As a nurse, Gerri Neylon decided to dedicate her professional life to helping treat and comfort cancer patients. But it became an even greater mission in 2003, when she met a woman with lung cancer who had just given birth and faced an uncertain future.
"I kept finding myself thinking, 'What can I do for her?' " recalls Gerri, 59. "My instincts told me to do something." With Christmas coming up, Gerri reached out to her inner circle to explain the new mom's situation. A few days later, relatives and friends were dropping off clothes, diapers and other gifts. Little did Gerri know that her impulsive act would grow into a bona fide organization that provides Yuletide cheer to families affected by cancer in Chicago's Southland region.
With each passing year, Gerri's project snowballed. "It took on a life of its own," she recalls. As word spread locally, the phone started ringing nonstop. Donations often turned up on Gerri's doorstep. By 2006, was an officially recognized nonprofit and had begun receiving word of people in need through a variety of channels. In order to be considered, a person must have a documented cancer diagnosis and a doctor's note.
Typically, volunteers connect with selected families in November to solicit a wish list. Then, a week or two before Christmas, Santa Claus arrives on a fire truck to distribute presents and gift cards while a choir sings carols outside.
"It's very rewarding and emotional," says Gerri, who is divorced and has three grown kids. "There are always tears in our eyes. To me, they're tears of joy because we're bringing them happiness on what could possibly be their last Christmas."
Since its inception, the group has helped nearly 1,000 patients and their families and continues to expand its efforts through word of mouth and social media. A core group of about a dozen volunteers also assist patients monthly throughout the year, providing things like mortgage money and gift cards.

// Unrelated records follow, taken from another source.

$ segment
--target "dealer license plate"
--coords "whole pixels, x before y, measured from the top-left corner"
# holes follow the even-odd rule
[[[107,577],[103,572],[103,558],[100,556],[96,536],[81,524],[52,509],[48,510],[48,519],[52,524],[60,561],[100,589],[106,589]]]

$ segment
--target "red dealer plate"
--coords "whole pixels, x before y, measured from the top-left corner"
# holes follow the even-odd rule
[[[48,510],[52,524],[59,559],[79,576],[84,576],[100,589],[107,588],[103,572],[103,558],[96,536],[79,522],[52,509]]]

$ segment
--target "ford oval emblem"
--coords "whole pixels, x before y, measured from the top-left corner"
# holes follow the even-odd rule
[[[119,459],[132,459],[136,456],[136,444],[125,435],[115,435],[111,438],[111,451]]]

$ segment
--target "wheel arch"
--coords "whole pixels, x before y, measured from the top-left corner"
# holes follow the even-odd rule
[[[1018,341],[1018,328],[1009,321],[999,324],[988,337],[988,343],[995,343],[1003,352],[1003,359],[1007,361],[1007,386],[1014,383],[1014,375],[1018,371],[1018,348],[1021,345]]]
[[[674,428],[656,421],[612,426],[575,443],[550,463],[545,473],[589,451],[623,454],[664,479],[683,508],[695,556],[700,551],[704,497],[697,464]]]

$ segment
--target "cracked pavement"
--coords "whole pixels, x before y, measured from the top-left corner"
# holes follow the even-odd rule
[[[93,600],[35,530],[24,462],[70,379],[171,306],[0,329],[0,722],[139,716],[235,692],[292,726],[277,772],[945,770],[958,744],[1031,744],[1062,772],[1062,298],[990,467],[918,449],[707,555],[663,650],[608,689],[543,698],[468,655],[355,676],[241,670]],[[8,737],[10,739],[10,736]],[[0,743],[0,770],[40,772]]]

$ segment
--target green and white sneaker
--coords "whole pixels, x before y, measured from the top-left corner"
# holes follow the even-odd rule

When Kristin Torpy's husband, John, was a patient in Gerri's hospital undergoing treatment for brain cancer, Gerri had the couple's back. With Kristin able to work only part-time, gift cards for groceries and gas seemed heaven-sent. "It's more than just the gift cards, though," says Kristin, 53. "Gerri is a great source of emotional support as well as knowledge."
When Danielle Fortuna Ellis' young son Chris was battling neuroblastoma, a tough-to-treat nerve cell cancer, the charity fulfilled an unusual request: a basement renovation. Other family members—husband Ted and daughter Maria, then 6—needed a separate space to stay if they got sick, in order to safeguard Chris' chemo-weakened immune system. And that's what the family got: a finished basement with a living area and bathroom. Later, at Christmas, Gerri's group delivered gifts for all. "They were just unbelievable," says Danielle, 41. "That woman has the most selfless heart of anybody I have ever met."